I’m sure there are guys out there who know how to genuinely cheat the system.
However, if you want to keep it clean (which I 100% recommend) then the above is one of the best ways to go!
Have your say!
So then, what do you think of Duolingo gems and lingots?
Are you sitting on a mountain or do you find yourself running out a lot?
Let me know down below 🙂
Lingots and gems aren’t interchangeable through my Andoid app. Others have noted the same. Originally when I started using the app after spending most of my time on the web version, I calculated a conversion factor of about 20 gems per lingot, but others have noticed different rates, and my initial rate hasn’t applied to the draw-down as I’ve spent. At the moment, having drawn down my gems for streak freezes, I can’t afford another through the app, as it would cost 200 gems and I have slightly less than that, whereas I still have over 800 lingots and a streak freeze on the web costs me 10 lingots.
Good spot. For some reason my totals are identical (I’m guessing cus I don’t really use the desktop version) but you’re right the conversion rates seem to be all over the place. I’ll do some more digging and update the article, ta for pointing it out 🙂
Thanks for your research 👍. I was able to hit Claim Chest at most once every hour, they would play an ad & give me a few gems (the number varied) but I can’t get that option right now, I don’t know why. I would sometimes have to close DL, then open again, press 2nd icon from the right, wait about 5 seconds then the “Claim Chest” option appeared. I wonder if they have stopped it or will it return soon? Or maybe it’s just a glitch on my phone.
A couple things: first, I use DL on my iPhone but if I log onto DL via the Chrome app, say, I am in the PC (lingot) version, so I can switch between the two.
Second – I am only now experimenting with this, but it looks like I can buy streak wagers in the two versions at the same time, thus doubling my streak income.
Yesterday I just realized something that completely changes the gems vs lingots discussion! Also, Matt – there’s a mistake in your post – though it’s pretty understandable since Duo doesn’t make it precisely clear.
Matt, you write that every tenth day of a streak, you get a lingot. That’s true for a ten-day streak, but the number of lingots you get is actually the number of days divided by ten. So your streak income in lingots increases over time. If, like me, you just hit a 470-day streak, you will get a pile of 47 lingots – which is roughly the equivalent of 470 gems! There is nothing like this on the gem side.

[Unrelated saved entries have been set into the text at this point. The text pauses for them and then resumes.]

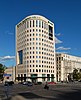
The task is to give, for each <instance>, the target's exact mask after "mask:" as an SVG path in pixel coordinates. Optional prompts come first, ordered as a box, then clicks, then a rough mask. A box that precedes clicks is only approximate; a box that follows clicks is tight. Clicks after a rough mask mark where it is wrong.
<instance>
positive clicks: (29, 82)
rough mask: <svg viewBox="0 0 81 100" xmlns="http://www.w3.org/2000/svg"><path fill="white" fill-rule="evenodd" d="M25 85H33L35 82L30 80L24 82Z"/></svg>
mask: <svg viewBox="0 0 81 100" xmlns="http://www.w3.org/2000/svg"><path fill="white" fill-rule="evenodd" d="M23 85H27V86H33V83H32V82H30V81H26V82H23Z"/></svg>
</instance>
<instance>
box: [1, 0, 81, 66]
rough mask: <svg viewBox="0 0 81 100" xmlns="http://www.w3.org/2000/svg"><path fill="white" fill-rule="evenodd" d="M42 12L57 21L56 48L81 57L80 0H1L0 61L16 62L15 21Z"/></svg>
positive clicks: (80, 2) (7, 65)
mask: <svg viewBox="0 0 81 100" xmlns="http://www.w3.org/2000/svg"><path fill="white" fill-rule="evenodd" d="M32 14H34V15H35V14H37V15H42V16H44V17H46V18H48V19H49V20H51V21H52V22H53V23H54V28H55V37H56V52H63V53H67V54H71V55H74V56H79V57H81V45H80V43H81V0H0V63H2V64H4V65H5V66H7V67H9V66H15V65H16V63H15V52H16V51H15V25H16V24H17V23H19V22H20V21H21V20H22V19H24V18H25V17H27V16H29V15H32Z"/></svg>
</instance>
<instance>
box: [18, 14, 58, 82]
mask: <svg viewBox="0 0 81 100" xmlns="http://www.w3.org/2000/svg"><path fill="white" fill-rule="evenodd" d="M55 58H56V57H55V37H54V23H52V22H51V21H50V20H48V19H47V18H45V17H43V16H40V15H31V16H28V17H26V18H25V19H23V20H22V21H21V22H19V23H18V24H17V25H16V77H17V80H18V81H19V80H21V81H26V80H31V81H34V82H37V81H41V82H43V81H56V60H55Z"/></svg>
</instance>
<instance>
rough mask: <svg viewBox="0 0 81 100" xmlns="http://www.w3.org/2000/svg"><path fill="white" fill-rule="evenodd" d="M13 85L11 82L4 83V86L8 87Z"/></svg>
mask: <svg viewBox="0 0 81 100" xmlns="http://www.w3.org/2000/svg"><path fill="white" fill-rule="evenodd" d="M13 84H14V82H13V81H5V84H4V85H5V86H9V85H13Z"/></svg>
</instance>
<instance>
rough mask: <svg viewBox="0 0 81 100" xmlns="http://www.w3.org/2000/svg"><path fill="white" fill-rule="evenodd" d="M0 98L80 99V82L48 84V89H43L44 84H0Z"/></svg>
mask: <svg viewBox="0 0 81 100" xmlns="http://www.w3.org/2000/svg"><path fill="white" fill-rule="evenodd" d="M7 91H8V92H7ZM0 98H1V100H81V83H66V84H56V85H50V86H49V90H45V89H44V85H33V86H30V87H28V86H25V85H24V86H23V85H22V84H14V85H13V86H9V87H5V86H4V85H3V84H0ZM18 98H19V99H18Z"/></svg>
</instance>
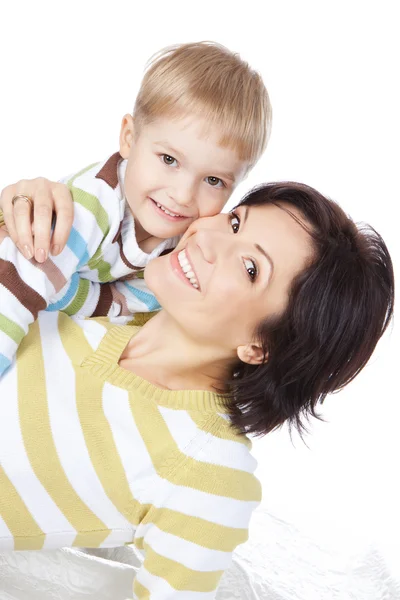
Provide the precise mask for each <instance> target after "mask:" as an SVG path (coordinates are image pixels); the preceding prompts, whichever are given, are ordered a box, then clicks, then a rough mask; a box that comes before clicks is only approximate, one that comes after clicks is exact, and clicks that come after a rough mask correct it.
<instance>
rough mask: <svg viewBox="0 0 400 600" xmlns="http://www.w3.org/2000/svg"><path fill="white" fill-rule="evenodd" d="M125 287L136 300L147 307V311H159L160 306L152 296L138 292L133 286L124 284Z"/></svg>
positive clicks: (156, 300)
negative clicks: (147, 310) (156, 310)
mask: <svg viewBox="0 0 400 600" xmlns="http://www.w3.org/2000/svg"><path fill="white" fill-rule="evenodd" d="M125 285H126V287H127V288H128V289H129V290H130V291H131V292H132V294H134V295H135V296H136V298H138V299H139V300H140V301H141V302H143V304H145V305H146V306H147V308H148V309H149V311H152V310H160V308H161V305H160V304H159V303H158V302H157V300H156V298H155V297H154V296H153V295H152V294H148V293H147V292H143V290H138V289H137V288H134V287H133V286H131V285H129V283H126V282H125Z"/></svg>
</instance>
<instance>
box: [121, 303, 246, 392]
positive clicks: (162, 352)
mask: <svg viewBox="0 0 400 600" xmlns="http://www.w3.org/2000/svg"><path fill="white" fill-rule="evenodd" d="M234 358H235V357H234V356H232V357H227V356H226V354H225V355H224V356H223V352H222V351H221V350H218V349H216V348H212V347H210V346H208V345H201V344H199V342H198V340H196V341H194V340H192V339H190V338H189V337H187V335H185V332H183V331H182V329H180V328H179V326H178V325H177V324H176V322H175V321H173V320H172V319H171V318H170V317H169V315H168V314H167V313H166V312H165V311H161V312H160V313H158V314H157V315H155V316H154V317H152V318H151V319H150V320H149V321H148V322H147V323H146V324H145V325H144V326H143V327H142V329H141V331H140V332H139V333H138V334H137V335H136V336H134V337H133V338H132V339H131V341H130V342H129V344H128V346H127V347H126V348H125V350H124V352H123V354H122V356H121V358H120V362H119V364H120V366H121V367H123V368H124V369H127V370H129V371H132V372H134V373H136V374H137V375H139V376H140V377H143V379H146V380H147V381H150V382H151V383H153V384H154V385H157V386H158V387H161V388H164V389H170V390H183V389H203V390H204V389H205V390H212V391H214V390H215V389H218V390H219V391H221V390H220V388H221V386H222V382H223V381H224V380H226V379H227V378H229V377H230V375H231V368H232V363H233V361H234Z"/></svg>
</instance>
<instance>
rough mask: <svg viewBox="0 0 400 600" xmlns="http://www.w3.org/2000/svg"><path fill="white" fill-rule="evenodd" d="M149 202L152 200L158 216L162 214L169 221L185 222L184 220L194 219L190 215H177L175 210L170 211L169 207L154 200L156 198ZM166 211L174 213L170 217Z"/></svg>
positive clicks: (178, 213) (151, 198)
mask: <svg viewBox="0 0 400 600" xmlns="http://www.w3.org/2000/svg"><path fill="white" fill-rule="evenodd" d="M149 200H151V202H152V204H153V206H154V208H155V210H156V211H157V213H158V214H161V215H162V216H163V217H164V218H166V219H168V220H169V221H174V222H176V221H183V220H184V219H192V218H193V217H190V216H188V215H182V214H181V213H177V212H175V211H173V210H170V209H169V208H168V206H165V205H164V204H161V202H157V200H154V198H150V197H149ZM160 207H162V208H160ZM163 209H164V210H163ZM165 210H167V211H168V212H170V213H173V214H172V215H169V214H167V213H166V212H165Z"/></svg>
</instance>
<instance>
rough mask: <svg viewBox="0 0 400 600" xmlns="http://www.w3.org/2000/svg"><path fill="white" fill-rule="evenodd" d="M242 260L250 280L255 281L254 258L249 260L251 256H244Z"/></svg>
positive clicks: (255, 274) (254, 264)
mask: <svg viewBox="0 0 400 600" xmlns="http://www.w3.org/2000/svg"><path fill="white" fill-rule="evenodd" d="M243 262H244V266H245V268H246V271H247V274H248V276H249V279H250V281H255V280H256V278H257V275H258V269H257V265H256V263H255V262H254V260H251V258H245V259H244V260H243Z"/></svg>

This means (a) that it really is advantageous to keep that streak going and buy streak freezes because (b) if you have a good streak going you can spend the lingots on legendary levels and save your gems for things that lingots can’t buy, like timed challenges.

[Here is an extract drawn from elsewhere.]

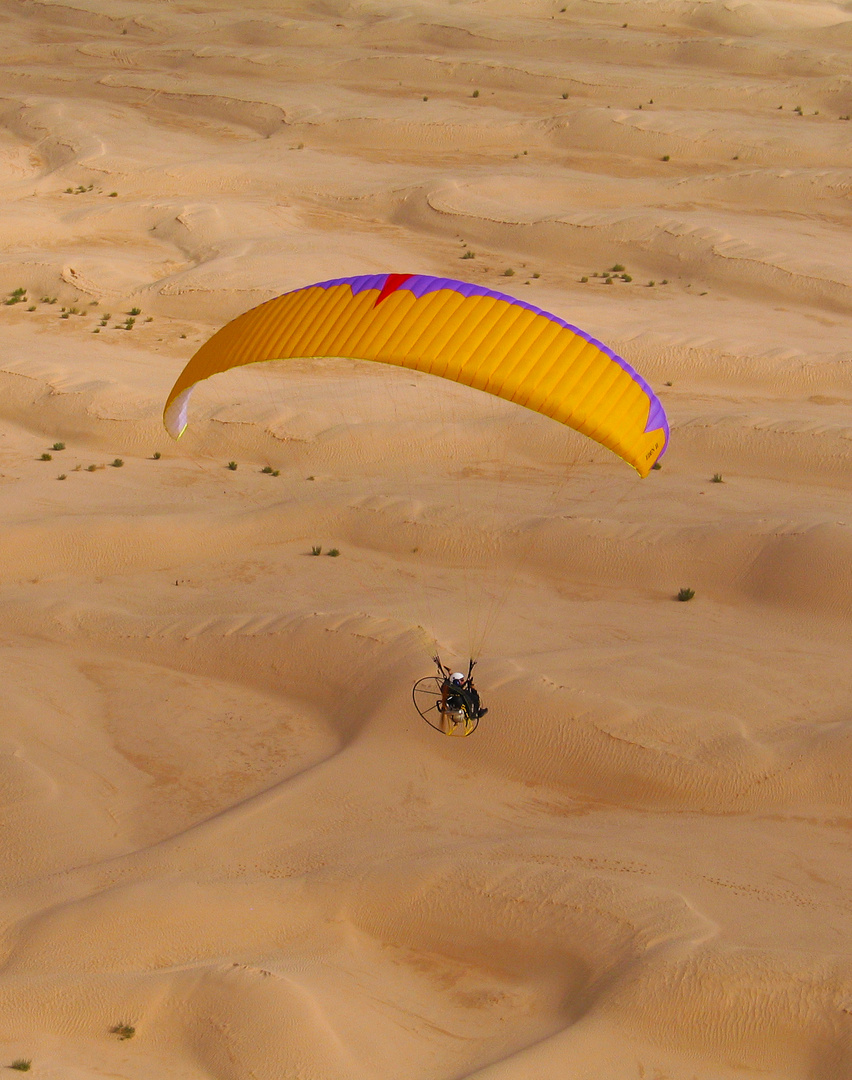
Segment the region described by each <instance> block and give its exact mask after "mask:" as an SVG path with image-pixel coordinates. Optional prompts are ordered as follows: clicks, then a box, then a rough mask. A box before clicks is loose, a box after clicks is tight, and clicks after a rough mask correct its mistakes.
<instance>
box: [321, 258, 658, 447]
mask: <svg viewBox="0 0 852 1080" xmlns="http://www.w3.org/2000/svg"><path fill="white" fill-rule="evenodd" d="M334 285H350V286H351V288H352V294H353V296H357V295H359V293H364V292H366V291H368V289H377V291H378V293H379V300H382V299H384V297H386V296H388V295H390V293H392V292H397V291H400V292H409V293H414V295H415V296H416V297H417V298H418V299H420V297H422V296H425V295H427V293H436V292H438V291H439V289H442V288H447V289H450V291H452V292H454V293H459V294H460V295H461V296H491V297H493V298H495V299H498V300H506V301H508V302H510V303H514V305H517V306H518V307H520V308H525V309H526V310H527V311H532V312H535V313H536V314H537V315H543V316H544V318H545V319H550V320H551V322H554V323H557V324H558V325H559V326H564V327H565V328H566V329H569V330H571V333H573V334H577V335H579V336H580V337H582V338H585V340H586V341H589V342H591V343H592V345H594V346H597V348H598V349H600V351H601V352H604V353H606V355H607V356H609V359H610V360H611V361H613V362H614V363H616V364H618V365H619V367H621V368H622V370H624V372H626V373H627V375H630V376H631V378H632V379H634V380H635V381H636V382H637V383H638V384H639V387H641V389H643V391H644V392H645V393H646V394H647V395H648V402H649V408H648V422H647V423H646V426H645V431H646V433H647V432H650V431H657V430H658V429H662V430H663V432H664V436H665V441H664V443H663V448H662V450H660V454H659V455H658V458H661V457H662V456H663V454H665V451H666V448H667V447H668V434H670V432H668V421H667V419H666V416H665V409H664V408H663V406H662V403H661V401H660V399H659V397H658V396H657V394H655V393H654V392H653V390H651V388H650V387H649V386H648V383H647V382H646V381H645V379H644V378H643V377H641V376H640V375H639V373H638V372H637V370H636V369H635V368H634V367H631V365H630V364H628V363H627V361H626V360H624V357H623V356H619V354H618V353H617V352H613V351H612V350H611V349H609V348H608V347H607V346H605V345H604V342H603V341H598V340H597V338H594V337H592V335H591V334H586V333H585V330H581V329H580V327H579V326H574V325H573V324H572V323H567V322H565V320H564V319H559V316H558V315H554V314H553V312H552V311H545V310H544V309H543V308H537V307H536V306H535V305H533V303H527V302H526V300H519V299H518V298H517V297H515V296H510V295H509V294H508V293H499V292H497V289H493V288H486V287H485V286H484V285H473V284H471V283H470V282H466V281H456V280H455V279H452V278H433V276H431V275H430V274H419V273H418V274H390V273H379V274H363V275H360V276H355V278H334V279H332V280H330V281H321V282H317V283H316V284H315V285H313V286H311V287H313V288H330V287H332V286H334ZM377 302H378V301H377Z"/></svg>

Cheers for that, Ted. That’s really useful. I’ll update the post when I can 🙂
Hi Matt! On the latest Duolingo updates, the levels are like a pathway rather than laid out evenly. I notice there are Mini Games beside the lessons with the characters doing different activities. In order to get the golden stars, you have to pay 100 gems, or 50 gems. That’s a lot – I’m not sure what the benefit is of giving away my hard-earned gems to play mini games?
Do the stars add up to something? Is there an extra bonus of XP or something? Do i get more gems for completing? Would love to know if you know anything!
I have 173 lingots and it seems I can’t buy anything in the “store” with them. What’s the use of lingots then?
I’m in the DuoLingo family subscription plan and I was wondering if I can share my overload of unused and growing number of gems with the others in my family?